侵入防御モジュールには、侵入防御ルールを適用する前にパケットをブロックする可能性があるネットワークエンジンが含まれます。これにより、サービスおよびアプリケーションでダウンタイムやパフォーマンスの問題が発生することがあります。この動作を変更し、システムまたは内部パケットエラーの発生時にパケットの通過を許可できます。詳細については、「Fail-Open」の動作を有効にするを参照してください。

防御モードに切り替える

侵入防御で誤判定の問題がない場合は、侵入防御を防御モードで使用するようにポリシーを設定し、ルールを適用して関連イベントがログに記録されるようにします。

  1. コンピュータエディタまたはポリシーエディタこれらの設定は、ポリシーまたは特定のコンピュータについて変更できます。 ポリシーの設定を変更するには、[ポリシー] 画面に移動し、編集するポリシーをダブルクリック (またはポリシーを選択して [詳細] をクリック) します。 コンピュータの設定を変更するには、[コンピュータ] 画面に移動し、編集するコンピュータをダブルクリック (またはコンピュータを選択して [詳細] をクリック) します。で、[侵入防御]→[一般] に進みます。
  2. [侵入防御の動作] では、[防御] を選択します。
  3. [保存] をクリックします。

個々のルールについてのベストプラクティスを実装する

HTTPプロトコルデコードルール

HTTPプロトコルデコードルールは、アプリケーションの種類「Web Server Common」の中で最も重要なルールです。このルールは、他のルールによってHTTPトラフィックが検査される前にHTTPトラフィックをデコードします。また、このルールを使用して、デコードプロセスの各種のコンポーネントを制御することもできます。

このルールは、このルールを必要とするいずれかの「Web Application Common」ルールまたは「Web Server Common」ルールを使用する場合には必須です。他のルールでこのルールが必要とされる場合、Deep Security Managerはこのルールを自動的に割り当てます。Webアプリケーションは1つ1つ異なるため、設定変更が必要かどうかを判断するために、このルールを使用するポリシーは一定期間検出モードで実行してから保護モードに切り替える必要があります。

無効な文字のリストは、しばしば変更が必要です。

このルールとその調整方法の詳細については、次の製品Q&Aを参照してください。

クロスサイトスクリプティングルールと汎用的なSQLインジェクションルール

アプリケーション層への攻撃として最も代表的なものに、SQLインジェクションとクロスサイトスクリプティング (XSS) があります。クロスサイトスクリプティングルールとSQLインジェクションルールは初期設定で攻撃の大半を阻止しますが、特定のリソースが誤判定を引き起こす場合はその破棄のしきい値の調整が必要になることがあります。

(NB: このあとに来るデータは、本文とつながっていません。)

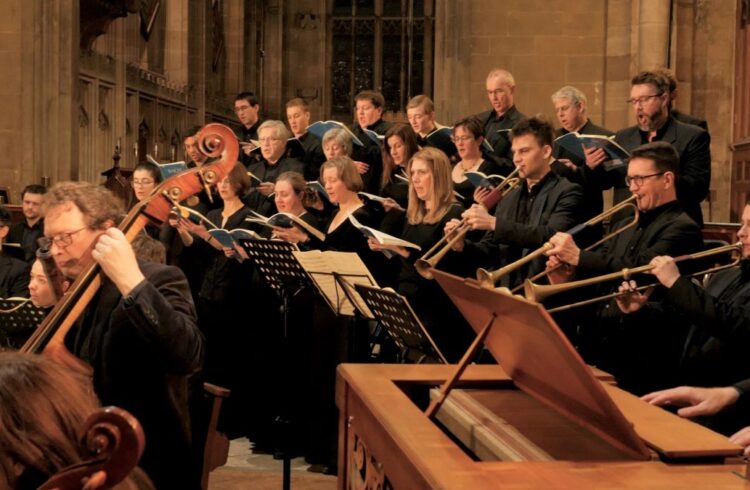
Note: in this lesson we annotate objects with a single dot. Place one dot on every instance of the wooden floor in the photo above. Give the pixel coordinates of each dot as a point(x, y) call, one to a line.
point(245, 470)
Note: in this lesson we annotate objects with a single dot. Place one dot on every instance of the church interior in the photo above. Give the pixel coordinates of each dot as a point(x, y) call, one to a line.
point(95, 88)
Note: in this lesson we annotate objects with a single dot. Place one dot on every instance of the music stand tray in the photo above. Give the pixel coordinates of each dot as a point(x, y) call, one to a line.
point(402, 324)
point(530, 347)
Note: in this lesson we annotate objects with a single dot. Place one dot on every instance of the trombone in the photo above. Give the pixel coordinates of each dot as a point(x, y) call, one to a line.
point(488, 279)
point(538, 293)
point(435, 254)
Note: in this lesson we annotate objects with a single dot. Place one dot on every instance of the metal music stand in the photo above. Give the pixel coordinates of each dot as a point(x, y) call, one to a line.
point(399, 320)
point(19, 318)
point(283, 273)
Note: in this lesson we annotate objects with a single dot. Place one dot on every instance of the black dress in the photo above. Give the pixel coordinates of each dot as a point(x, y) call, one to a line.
point(224, 293)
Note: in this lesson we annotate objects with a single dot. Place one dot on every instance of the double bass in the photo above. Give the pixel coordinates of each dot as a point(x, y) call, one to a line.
point(219, 144)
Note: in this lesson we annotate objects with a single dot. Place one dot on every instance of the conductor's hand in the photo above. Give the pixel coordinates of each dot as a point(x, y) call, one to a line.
point(665, 269)
point(742, 438)
point(480, 194)
point(117, 260)
point(559, 272)
point(594, 157)
point(478, 218)
point(630, 299)
point(565, 248)
point(695, 401)
point(449, 229)
point(266, 188)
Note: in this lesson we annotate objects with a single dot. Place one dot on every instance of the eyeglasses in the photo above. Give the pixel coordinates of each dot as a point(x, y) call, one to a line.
point(142, 183)
point(642, 100)
point(62, 240)
point(462, 139)
point(263, 141)
point(638, 179)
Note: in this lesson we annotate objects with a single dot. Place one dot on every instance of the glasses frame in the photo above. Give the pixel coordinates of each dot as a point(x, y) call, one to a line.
point(643, 99)
point(638, 179)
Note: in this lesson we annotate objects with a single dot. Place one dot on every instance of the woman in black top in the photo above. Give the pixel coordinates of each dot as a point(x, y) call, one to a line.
point(431, 206)
point(399, 144)
point(223, 294)
point(468, 136)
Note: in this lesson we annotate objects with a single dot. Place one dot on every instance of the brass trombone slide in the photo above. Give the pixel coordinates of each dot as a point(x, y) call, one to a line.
point(538, 293)
point(499, 191)
point(435, 254)
point(430, 259)
point(489, 278)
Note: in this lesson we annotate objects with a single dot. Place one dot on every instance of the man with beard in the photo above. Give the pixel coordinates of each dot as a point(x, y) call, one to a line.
point(649, 96)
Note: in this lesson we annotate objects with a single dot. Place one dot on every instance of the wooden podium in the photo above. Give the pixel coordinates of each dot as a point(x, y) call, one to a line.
point(576, 431)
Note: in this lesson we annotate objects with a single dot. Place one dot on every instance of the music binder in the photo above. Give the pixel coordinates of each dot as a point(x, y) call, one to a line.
point(19, 318)
point(397, 317)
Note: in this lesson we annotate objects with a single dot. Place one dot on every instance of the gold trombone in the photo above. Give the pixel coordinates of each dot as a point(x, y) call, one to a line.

この2つのルールは、どちらもWebサーバに合わせてカスタム設定が必要なスマートフィルタです。Webアプリケーション脆弱性Scannerからの情報がある場合は、保護を適用する際に利用することをお勧めします。たとえば、login.aspページのユーザ名フィールドがSQLインジェクションに対して脆弱な場合は、破棄のしきい値を低くしてそのパラメータを監視するようにSQLインジェクションルールを設定してください。